The next day starts out grey and wet. A light drizzle covers everything. The mist and clouds combine to form a low-hanging shroud that obscures the top half of the surrounding mountain range. Chui Pi teaches me to saddle up and ride a horse. It's a bit of a departure from what I've seen in cowboy movies: the saddle is nothing more than several blankets thrown across the horse's back, and bells attached to the reins tinkle when the horse moves.
We make it out to Napa Lake, which dries out for several months a year and turns into a verdant grassland. This is cowboy country: rolling green hills, lush grass plains, roaming herds of yak, sheep, pig, horses, and wooden houses sprinkled around the plains.
Chui Pi's parents live a nomadic existence despite their advanced ages (his dad is 69, his mum 68). They follow traditional yak-herding patterns. From March until June, they live in a makeshift wooden house in the middle of Napa Lake. From June to August, they pack up and move their herd up a neighbouring mountain. Apparently, the grass up the slope is medicinal and makes for good yak butter. The rest of the year is spent in yet another grassland near Chui Pi’s house.

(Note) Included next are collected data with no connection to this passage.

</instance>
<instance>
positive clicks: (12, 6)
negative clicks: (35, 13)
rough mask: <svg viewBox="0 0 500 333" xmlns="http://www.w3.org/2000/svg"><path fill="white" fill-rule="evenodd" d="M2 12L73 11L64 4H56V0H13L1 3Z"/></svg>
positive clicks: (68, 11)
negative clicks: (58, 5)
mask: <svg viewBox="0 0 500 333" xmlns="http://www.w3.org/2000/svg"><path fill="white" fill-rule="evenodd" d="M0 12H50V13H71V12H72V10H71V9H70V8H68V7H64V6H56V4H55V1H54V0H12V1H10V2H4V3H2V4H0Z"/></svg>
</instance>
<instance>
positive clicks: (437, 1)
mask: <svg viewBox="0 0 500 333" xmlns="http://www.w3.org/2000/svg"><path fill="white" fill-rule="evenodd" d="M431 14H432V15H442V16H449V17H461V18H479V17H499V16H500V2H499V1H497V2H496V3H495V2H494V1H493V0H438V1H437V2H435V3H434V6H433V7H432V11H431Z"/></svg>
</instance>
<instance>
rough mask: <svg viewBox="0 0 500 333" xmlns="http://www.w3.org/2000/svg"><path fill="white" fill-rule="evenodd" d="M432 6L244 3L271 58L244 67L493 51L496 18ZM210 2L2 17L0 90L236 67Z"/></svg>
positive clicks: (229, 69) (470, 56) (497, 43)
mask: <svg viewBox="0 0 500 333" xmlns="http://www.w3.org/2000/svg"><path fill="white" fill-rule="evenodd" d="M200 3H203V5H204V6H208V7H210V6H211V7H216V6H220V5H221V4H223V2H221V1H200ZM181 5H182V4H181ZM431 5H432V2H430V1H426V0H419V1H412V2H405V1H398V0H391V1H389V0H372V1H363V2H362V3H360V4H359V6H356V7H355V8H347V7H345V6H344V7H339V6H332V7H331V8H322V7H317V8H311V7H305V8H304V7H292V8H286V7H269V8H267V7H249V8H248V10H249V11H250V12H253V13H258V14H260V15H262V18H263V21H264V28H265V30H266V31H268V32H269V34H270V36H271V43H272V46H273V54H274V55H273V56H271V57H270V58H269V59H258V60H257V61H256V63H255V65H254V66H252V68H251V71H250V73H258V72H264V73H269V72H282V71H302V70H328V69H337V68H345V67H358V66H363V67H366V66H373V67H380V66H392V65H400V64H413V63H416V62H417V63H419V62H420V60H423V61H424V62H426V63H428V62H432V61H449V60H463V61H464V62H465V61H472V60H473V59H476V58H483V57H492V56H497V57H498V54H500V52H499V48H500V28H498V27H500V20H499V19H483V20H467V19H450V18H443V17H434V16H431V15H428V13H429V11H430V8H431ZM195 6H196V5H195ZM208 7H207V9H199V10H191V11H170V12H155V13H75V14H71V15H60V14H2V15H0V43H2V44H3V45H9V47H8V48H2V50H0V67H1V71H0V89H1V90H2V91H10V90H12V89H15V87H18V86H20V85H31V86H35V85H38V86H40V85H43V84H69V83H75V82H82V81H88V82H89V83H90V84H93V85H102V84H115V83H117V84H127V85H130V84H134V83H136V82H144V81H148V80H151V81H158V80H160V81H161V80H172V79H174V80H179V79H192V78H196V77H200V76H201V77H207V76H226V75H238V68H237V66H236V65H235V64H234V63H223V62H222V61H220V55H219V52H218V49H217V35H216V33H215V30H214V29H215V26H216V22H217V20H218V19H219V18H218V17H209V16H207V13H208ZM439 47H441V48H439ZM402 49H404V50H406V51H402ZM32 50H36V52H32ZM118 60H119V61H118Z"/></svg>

While preparing for a horseback archery session, the horse I'm riding, Little Black, bucks and takes off, with me on its back. The experience is terrifying - akin to a scene from a movie where a car spins out of control. In fact, it's even worse, because the horse has a mind of its own. My attempts to 'brake' fail. Little Black careers across the plains at full speed and shakes his head, trying to throw my hands off the reins. He thunders towards yaks, pigs and leaps over a Tibetan mastiff. I'm screaming, 'Stop!' but probably only end up agitating him more.
I have visions of being flung off the horse, leg caught in the stirrup, getting dragged across the grasslands. In the end, the only thing I can do is to hold on for dear life and pray that Little Black runs out of steam before I do.
He finally stops in front of Chui Pi's parents' wooden dwelling. I leap off, my arms stiff, fingers cut from pulling on the reins. When I lead Little Black across the grasslands back to where Chui Pi was waiting, the locals who have turned out in force to watch us laugh and tease me before offering me a cigarette to calm my nerves.
Still, I thank the Gods that I survived generally unscathed - severe abrasions on my posterior aside.